Sometimes we in the photography community take things too seriously. We are inclined to tell ourselves that our work is important, sometimes more important than it really is, when much of the time, we need to take a breath and relax, and have fun doing our jobs.
I thought of this recently when I saw an article about the Pentax Auto 110, a novelty camera sold in the 1970s. This camera used the 110-sized film cassettes, which produced a negative of just 17mm x 13mm, and had interchangeable lenses.
The article suggested getting a cheap adaptor to put the Auto 110’s lenses on a modern mirrorless camera, and I happen to know someone who has an Auto 110 with it’s most popular lens, the 18mm f/2.8. I poked around on Amazon for about 30 seconds before I found an adaptor to put this teensy lens on my Fuji X-T10 mirrorless camera.
Shooting with it delivered as expected: this small, well-built lens is optically kind of primitive, and creates a look and feel of photographs from the 1970s.
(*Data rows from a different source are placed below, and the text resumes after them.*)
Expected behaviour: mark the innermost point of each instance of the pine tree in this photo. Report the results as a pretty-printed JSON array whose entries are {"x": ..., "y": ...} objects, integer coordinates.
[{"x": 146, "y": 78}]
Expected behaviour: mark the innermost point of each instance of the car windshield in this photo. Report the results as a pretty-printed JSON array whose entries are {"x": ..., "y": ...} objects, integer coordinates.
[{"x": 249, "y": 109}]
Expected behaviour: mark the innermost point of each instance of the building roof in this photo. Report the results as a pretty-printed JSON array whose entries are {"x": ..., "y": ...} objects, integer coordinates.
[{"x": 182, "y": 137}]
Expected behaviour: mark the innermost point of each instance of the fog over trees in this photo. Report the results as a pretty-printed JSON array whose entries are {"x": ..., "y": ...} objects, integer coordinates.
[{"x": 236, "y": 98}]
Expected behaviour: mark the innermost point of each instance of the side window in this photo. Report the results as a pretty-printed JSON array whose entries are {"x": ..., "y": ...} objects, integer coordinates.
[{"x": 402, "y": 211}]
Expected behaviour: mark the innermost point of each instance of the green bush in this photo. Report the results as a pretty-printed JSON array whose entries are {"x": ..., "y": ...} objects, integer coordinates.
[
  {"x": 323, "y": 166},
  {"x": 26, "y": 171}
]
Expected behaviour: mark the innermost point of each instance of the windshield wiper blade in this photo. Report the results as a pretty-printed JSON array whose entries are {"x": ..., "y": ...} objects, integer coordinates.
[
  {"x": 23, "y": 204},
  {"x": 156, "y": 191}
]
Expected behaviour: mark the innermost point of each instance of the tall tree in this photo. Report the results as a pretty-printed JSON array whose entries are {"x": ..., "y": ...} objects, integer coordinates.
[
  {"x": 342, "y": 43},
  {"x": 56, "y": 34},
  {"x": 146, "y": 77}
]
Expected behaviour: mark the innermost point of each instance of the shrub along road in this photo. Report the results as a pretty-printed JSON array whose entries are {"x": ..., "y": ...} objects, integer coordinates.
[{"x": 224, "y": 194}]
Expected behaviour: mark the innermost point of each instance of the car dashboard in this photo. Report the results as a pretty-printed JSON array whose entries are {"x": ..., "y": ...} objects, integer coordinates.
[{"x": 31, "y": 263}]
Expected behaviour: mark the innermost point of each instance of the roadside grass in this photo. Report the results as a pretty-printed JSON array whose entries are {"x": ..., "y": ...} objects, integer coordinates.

Of course, that’s really reverse engineering, since the look and feel of photographs from the 1970s were defined by lenses like these.
The lens doesn’t have aperture blades in it, since the camera used an internal aperture, so the only way to use it is “wide open,” f/2.8, but I think of that, and the look of the lens, as tools instead of liabilities.
It’s been fun to play around with this combination, and I would encourage my readers to dig around the house or the shed and see if you have any relics that might be fun to play around with, and explore their look and feel in a creative way.